To solve this problem, we need to determine the total displacement of the ship from its starting point after traveling in two different legs.

First leg of the journey:
1. The ship travels 200 miles due west.

Second leg of the journey:
1. The ship then adjusts its course and travels 30 miles on a bearing of 30° north of west.

To find the ship’s final position, we need to break down the second leg of the journey into its component vectors. This involves computing the x (westward) and y (northward) components of its travel.

1. Angle Conversion: The angle given is 30°. We should convert this angle into radians:
- Angle in radians = 0.5235987755982988

2. Calculate the components of the north-west vector:
- The x-component of the movement can be found using [tex]\( \cos \)[/tex] of the angle:
[tex]\[ x \text{ (westward component)} = 30 \times \cos(30^\circ) \approx 25.98076211353316 \text{ miles} \][/tex]
- The y-component of the movement can be found using [tex]\( \sin \)[/tex] of the angle:
[tex]\[ y \text{ (northward component)} = 30 \times \sin(30^\circ) \approx 15 \text{ miles} \][/tex]

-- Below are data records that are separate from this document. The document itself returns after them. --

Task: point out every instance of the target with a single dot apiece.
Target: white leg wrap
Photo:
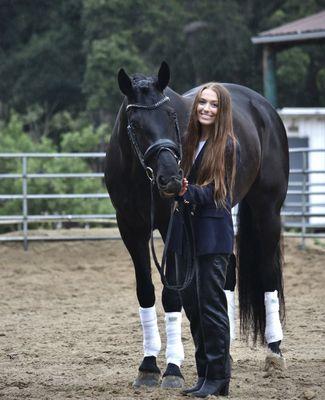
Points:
(151, 337)
(231, 313)
(174, 348)
(273, 328)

3. Total movement in the x-direction:
- The total x-distance is the sum of the initial westward travel and the westward component of the north-west travel:
[tex]\[ 200 \text{ miles (initial westward travel)} + 25.98076211353316 \text{ miles (x-component)} \approx 225.98076211353316 \text{ miles} \][/tex]

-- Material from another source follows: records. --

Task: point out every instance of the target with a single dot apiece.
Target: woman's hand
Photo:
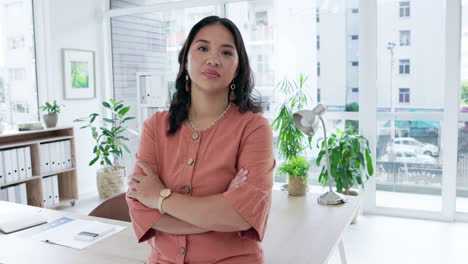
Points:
(240, 178)
(145, 188)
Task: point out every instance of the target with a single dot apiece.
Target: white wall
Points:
(75, 25)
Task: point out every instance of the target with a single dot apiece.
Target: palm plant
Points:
(109, 138)
(350, 160)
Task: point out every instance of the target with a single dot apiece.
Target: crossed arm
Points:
(187, 214)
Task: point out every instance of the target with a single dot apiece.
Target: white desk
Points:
(119, 248)
(299, 231)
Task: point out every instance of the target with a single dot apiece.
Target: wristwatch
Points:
(163, 194)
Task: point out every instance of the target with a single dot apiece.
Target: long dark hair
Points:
(178, 111)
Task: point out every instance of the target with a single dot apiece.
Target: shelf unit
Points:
(67, 178)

4. Total movement in the y-direction:
- Since the initial y-distance is zero (as the ship only traveled west), the total y-distance is:
[tex]\[ y \text{ (northward component)} \approx 15 \text{ miles} \][/tex]

5. Combine these to find the resultant distance:
- Using the Pythagorean theorem to find the total distance from the starting point:
[tex]\[ \text{Total distance} = \sqrt{ (225.98076211353316)^2 + (15)^2} \approx 226.4780449522939 \text{ miles} \][/tex]

Thus, the ship is approximately 226.48 miles from where it began.